Die Beschlussfassung über die Erhebung einer Sonderumlage ist in aller Regel Bestandteil des Beschlusses, zu dessen Zweck sie erhoben wird. Die isolierte Anfechtung des Beschlussteils, der die Sonderumlage regelt, kann problematisch sein. Grundsätzlich kann die isolierte Anfechtung der Sonderumlage-Beschlussfassung infrage kommen, wenn die Finanzierung gänzlich nicht durch Sonderumlage erfolgen soll oder aber nach Auffassung des anfechtenden Wohnungseigentümers zu hoch bemessen ist.

 
Praxis-Beispiel

Anfechtung wegen der Finanzierung durch Sonderumlage

Der klagende Wohnungseigentümer ist der Auffassung, für die Finanzierung der beschlossenen Maßnahme sei die Erhebung einer Sonderumlage nicht erforderlich, da die Instandhaltungsrücklage ausreichende Mittel aufweise.

Ggf. kann der Wohnungseigentümer mit dieser Argumentation ausnahmsweise durchdringen. Zu beachten ist in solchen Fällen, dass nicht nur ein Anfechtungsantrag gestellt wird, sondern auch ein Antrag auf Beschlussersetzung, gerichtet auf die vom anfechtenden Wohnungseigentümer favorisierte Art der Finanzierung.

 
Praxis-Beispiel

Anfechtung wegen der Höhe der Sonderumlage

Die Wohnungseigentümer beschließen eine Sanierungsmaßnahme und in diesem Zusammenhang die Erhebung einer Sonderumlage zwecks Finanzierung der Maßnahme. Der klagende Wohnungseigentümer ist der Auffassung, die Sonderumlage sei zu hoch angesetzt.

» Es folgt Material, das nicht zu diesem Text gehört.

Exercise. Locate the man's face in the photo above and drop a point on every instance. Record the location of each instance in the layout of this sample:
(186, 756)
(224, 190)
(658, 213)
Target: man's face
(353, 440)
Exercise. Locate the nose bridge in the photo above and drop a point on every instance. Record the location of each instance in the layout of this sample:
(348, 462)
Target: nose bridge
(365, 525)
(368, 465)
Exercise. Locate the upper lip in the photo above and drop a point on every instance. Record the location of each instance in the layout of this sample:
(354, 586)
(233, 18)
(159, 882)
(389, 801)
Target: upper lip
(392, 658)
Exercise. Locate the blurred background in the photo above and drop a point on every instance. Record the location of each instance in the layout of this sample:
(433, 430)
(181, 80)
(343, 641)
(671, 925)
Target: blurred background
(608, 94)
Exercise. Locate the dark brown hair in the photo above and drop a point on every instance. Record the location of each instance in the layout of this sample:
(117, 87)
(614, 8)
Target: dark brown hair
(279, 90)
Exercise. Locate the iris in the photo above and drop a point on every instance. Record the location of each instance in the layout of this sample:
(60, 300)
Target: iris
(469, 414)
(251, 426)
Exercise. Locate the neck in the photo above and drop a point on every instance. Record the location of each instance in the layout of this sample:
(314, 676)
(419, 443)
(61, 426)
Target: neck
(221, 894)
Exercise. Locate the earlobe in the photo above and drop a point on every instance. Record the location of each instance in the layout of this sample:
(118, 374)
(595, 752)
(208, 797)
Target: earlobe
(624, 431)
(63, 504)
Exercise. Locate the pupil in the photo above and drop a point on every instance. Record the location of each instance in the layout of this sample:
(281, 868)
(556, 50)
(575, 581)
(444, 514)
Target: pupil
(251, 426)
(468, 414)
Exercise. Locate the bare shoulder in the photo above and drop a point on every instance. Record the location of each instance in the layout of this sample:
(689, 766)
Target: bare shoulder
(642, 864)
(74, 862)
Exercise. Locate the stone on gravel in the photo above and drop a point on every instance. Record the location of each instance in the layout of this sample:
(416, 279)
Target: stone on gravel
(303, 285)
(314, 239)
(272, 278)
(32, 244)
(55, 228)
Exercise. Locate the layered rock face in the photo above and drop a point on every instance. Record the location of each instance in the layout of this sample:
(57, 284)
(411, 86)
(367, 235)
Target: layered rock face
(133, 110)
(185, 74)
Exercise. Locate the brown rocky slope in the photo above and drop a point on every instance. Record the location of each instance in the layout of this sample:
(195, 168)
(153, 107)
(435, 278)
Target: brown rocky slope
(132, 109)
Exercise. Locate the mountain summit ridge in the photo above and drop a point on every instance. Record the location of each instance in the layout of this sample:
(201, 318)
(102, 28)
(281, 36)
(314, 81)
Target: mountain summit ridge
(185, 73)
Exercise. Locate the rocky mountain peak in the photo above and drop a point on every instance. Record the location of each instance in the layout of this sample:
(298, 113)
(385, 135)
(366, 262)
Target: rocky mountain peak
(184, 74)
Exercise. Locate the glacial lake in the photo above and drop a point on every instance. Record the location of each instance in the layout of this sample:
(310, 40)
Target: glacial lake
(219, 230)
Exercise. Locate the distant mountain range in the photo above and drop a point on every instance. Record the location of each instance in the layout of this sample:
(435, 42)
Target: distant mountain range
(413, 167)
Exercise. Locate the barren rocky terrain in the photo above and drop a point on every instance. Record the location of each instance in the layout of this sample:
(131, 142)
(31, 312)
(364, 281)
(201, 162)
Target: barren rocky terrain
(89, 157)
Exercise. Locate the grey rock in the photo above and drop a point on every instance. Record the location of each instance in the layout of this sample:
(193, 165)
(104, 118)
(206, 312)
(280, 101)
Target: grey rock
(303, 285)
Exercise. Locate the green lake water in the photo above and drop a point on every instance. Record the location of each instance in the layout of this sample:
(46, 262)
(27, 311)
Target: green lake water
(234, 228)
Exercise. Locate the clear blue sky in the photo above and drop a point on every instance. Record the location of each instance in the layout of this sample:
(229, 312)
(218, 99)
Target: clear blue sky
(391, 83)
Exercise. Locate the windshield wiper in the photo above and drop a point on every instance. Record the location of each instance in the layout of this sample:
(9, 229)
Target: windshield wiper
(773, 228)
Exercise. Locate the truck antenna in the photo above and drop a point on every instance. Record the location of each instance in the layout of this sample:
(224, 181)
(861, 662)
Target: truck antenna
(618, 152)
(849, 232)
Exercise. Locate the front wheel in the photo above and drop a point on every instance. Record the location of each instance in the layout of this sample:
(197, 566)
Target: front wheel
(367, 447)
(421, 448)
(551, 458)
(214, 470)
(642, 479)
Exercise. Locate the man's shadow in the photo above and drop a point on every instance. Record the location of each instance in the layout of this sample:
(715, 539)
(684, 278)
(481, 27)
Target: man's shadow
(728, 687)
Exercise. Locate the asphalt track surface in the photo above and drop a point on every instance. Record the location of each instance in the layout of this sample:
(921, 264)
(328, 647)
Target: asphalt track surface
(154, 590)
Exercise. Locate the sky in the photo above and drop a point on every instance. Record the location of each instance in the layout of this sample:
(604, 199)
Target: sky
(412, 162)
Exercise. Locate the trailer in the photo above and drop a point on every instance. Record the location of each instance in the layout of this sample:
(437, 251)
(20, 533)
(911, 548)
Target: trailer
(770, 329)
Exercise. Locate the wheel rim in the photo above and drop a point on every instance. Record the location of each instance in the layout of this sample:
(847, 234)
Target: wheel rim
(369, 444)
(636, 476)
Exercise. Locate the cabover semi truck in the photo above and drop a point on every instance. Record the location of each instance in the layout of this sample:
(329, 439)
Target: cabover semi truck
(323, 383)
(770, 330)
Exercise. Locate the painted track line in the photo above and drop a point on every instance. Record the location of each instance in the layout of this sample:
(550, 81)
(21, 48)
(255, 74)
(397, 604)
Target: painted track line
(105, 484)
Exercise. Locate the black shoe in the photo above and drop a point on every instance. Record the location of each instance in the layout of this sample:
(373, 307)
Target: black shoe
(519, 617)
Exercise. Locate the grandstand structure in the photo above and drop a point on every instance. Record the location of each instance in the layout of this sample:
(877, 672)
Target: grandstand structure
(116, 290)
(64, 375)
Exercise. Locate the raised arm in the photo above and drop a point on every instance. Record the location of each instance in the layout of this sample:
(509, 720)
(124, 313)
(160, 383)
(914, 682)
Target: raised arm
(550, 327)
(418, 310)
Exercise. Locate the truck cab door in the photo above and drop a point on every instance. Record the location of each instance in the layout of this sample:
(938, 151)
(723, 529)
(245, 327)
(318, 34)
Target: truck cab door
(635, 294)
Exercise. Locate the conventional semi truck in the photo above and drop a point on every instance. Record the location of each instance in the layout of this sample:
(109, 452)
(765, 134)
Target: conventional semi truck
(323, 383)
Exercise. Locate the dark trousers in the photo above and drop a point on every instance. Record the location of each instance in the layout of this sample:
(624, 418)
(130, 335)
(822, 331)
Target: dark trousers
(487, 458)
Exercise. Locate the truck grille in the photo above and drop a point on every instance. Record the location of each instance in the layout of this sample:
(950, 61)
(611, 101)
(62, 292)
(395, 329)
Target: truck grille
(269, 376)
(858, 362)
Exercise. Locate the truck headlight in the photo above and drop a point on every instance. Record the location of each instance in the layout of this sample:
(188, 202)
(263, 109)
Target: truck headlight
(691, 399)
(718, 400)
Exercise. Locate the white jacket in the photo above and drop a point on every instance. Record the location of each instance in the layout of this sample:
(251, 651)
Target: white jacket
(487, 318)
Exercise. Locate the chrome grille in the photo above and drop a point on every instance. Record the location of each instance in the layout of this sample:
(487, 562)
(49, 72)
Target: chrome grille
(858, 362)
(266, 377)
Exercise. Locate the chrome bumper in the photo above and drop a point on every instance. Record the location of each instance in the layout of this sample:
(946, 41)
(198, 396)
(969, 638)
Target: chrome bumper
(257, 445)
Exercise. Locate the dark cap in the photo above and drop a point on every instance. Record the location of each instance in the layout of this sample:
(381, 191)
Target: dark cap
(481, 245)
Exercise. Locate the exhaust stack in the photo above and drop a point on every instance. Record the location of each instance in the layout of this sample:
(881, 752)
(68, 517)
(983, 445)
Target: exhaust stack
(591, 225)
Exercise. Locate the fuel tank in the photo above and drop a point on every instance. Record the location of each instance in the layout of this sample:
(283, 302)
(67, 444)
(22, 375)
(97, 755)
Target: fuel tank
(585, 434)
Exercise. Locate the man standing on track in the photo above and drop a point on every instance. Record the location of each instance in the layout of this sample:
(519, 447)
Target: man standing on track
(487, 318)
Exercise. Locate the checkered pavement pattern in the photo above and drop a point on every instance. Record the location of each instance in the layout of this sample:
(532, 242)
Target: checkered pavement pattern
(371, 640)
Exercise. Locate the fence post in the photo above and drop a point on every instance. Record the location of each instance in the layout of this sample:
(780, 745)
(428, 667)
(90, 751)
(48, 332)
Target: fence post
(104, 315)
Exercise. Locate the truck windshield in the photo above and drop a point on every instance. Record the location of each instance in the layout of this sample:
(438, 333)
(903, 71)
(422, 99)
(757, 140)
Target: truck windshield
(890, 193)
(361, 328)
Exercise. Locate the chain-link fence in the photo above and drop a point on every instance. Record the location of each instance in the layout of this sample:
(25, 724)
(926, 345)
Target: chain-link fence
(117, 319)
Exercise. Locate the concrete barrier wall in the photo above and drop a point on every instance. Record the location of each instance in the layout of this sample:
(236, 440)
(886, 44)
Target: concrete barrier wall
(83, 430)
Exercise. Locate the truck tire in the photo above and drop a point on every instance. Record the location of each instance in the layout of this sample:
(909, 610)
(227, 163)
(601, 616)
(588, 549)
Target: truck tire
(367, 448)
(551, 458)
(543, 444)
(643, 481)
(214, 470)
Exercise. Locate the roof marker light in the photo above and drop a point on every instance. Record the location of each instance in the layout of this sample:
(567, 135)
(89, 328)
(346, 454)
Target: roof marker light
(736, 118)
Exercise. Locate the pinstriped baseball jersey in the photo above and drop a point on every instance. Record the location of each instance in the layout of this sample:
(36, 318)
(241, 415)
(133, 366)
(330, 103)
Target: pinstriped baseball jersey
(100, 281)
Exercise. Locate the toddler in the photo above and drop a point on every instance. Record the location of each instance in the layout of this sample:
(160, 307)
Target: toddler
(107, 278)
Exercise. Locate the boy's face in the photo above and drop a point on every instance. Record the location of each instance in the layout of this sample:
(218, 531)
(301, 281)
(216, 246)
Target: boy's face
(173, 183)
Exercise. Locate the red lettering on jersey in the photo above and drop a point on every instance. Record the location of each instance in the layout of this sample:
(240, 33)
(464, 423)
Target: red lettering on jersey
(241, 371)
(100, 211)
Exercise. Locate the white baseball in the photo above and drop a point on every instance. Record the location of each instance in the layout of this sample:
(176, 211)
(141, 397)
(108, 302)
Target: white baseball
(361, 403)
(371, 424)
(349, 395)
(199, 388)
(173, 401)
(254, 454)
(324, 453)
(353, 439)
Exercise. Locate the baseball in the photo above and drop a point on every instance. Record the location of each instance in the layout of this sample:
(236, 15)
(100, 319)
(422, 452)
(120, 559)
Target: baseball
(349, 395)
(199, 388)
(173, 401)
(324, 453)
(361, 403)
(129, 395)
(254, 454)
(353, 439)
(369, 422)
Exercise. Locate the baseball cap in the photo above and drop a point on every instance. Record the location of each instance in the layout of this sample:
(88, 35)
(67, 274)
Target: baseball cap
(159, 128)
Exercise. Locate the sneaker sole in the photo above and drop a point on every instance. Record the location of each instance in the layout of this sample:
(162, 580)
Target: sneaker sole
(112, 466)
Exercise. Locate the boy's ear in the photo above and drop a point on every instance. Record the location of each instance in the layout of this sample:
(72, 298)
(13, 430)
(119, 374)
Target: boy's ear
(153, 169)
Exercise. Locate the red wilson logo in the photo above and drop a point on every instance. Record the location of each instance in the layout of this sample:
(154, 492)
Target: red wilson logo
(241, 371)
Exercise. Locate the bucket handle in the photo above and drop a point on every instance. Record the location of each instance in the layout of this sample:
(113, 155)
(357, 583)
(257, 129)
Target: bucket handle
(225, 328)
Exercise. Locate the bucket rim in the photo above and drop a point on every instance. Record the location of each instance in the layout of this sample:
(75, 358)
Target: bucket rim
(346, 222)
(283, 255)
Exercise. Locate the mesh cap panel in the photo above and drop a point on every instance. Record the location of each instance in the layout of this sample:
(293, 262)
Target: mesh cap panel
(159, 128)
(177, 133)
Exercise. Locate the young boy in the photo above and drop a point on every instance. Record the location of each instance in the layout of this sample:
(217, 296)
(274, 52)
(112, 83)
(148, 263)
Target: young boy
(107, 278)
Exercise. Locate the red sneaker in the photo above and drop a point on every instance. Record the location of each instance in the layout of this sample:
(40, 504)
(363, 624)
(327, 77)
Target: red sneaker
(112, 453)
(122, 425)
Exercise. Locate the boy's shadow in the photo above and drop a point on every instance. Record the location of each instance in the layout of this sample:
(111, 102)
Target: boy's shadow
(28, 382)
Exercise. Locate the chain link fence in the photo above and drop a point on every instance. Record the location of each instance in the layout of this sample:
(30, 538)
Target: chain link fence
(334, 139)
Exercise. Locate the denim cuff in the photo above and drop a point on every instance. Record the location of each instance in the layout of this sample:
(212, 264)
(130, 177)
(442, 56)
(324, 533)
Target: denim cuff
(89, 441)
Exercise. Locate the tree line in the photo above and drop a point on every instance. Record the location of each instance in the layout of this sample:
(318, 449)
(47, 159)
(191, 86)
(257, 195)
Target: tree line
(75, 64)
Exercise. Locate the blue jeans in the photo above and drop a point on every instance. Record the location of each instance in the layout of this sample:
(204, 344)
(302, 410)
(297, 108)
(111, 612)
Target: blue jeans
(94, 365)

Greift der klagende Wohnungseigentümer wie in diesem Beispiel nur die Höhe der beschlossenen Sonderumlage an, wird seine Klage keinen Erfolg haben. Könnte eine Sonderumlage für unwirksam erklärt werden, soweit sie einen bestimmten Betrag übersteigt, würde sich der übrig bleibende Teil des Beschlusses inhaltlich von dem in der Versammlung gefassten Beschluss unterscheiden, da durch eine Reduzierung des Umlagebetrags das Finanzierungskonzept verändert worden wäre. Das Gericht ist im Beschlussanfechtungsverfahren aber nicht befugt, die im Beschluss getroffene Regelung inhaltlich zu ändern oder durch geeignet erscheinende andere Maßnahmen zu ergänzen oder zu ersetzen. Vielmehr hat es sich auf die Ungültigerklärung des angefochtenen Beschlusses zu beschränken. Daher darf es eine beschlossene Sonderumlage grundsätzlich nicht um einen bestimmten Betrag reduzieren. Eine derart in unzulässiger Weise beschränkte Beschlussanfechtung ist im Zweifel als Anfechtung des ganzen Beschlusses auszulegen.[1]

 

Eigentümer muss die Jahresabrechnung nicht abwarten

Der Anfechtung des Beschlusses über eine Sonderumlage mangelt es nicht etwa deshalb am Rechtsschutzbedürfnis, weil der Wohnungseigentümer einen Ausgleich im Rahmen der Beschlussfassung über die Festsetzung der Nachschüsse bzw. Anpassungsbeträge auf Grundlage der Jahresabrechnung erzielen könnte. Vielmehr ist der Beschluss über die Erhebung der Sonderumlage anzufechten, da er ansonsten in Bestandskraft erwächst und somit Rechtsgrund für die Zahlungspflicht des Wohnungseigentümers darstellt. Dies gilt selbstverständlich auch in dem Fall, in dem ein Wohnungseigentümer auf Grundlage von § 21 Abs. 3 WEG von der Pflicht zur Kostentragung bezüglich einer baulichen Veränderung ausgenommen ist, jedoch entgegen der Bestimmung des § 21 Abs. 5 WEG in die Beitragspflicht einer entsprechenden Sonderumlage einbezogen wurde. Auch er muss den Beschluss über die Erhebung der Sonderumlage anfechten. Mangels Beschlussanfechtung wäre er ansonsten nämlich zur Beitragszahlung verpflichtet.

Wird im Übrigen im Rahmen eines Beschlusses über die Erhebung einer Sonderumlage versehentlich eine Position doppelt angesetzt, ist nicht der gesamte Finanzierungsbeschluss für ungültig zu erklären. Es ist lediglich der Sonderumlagebetrag um den doppelt angesetzten Betrag zu kürzen.[2]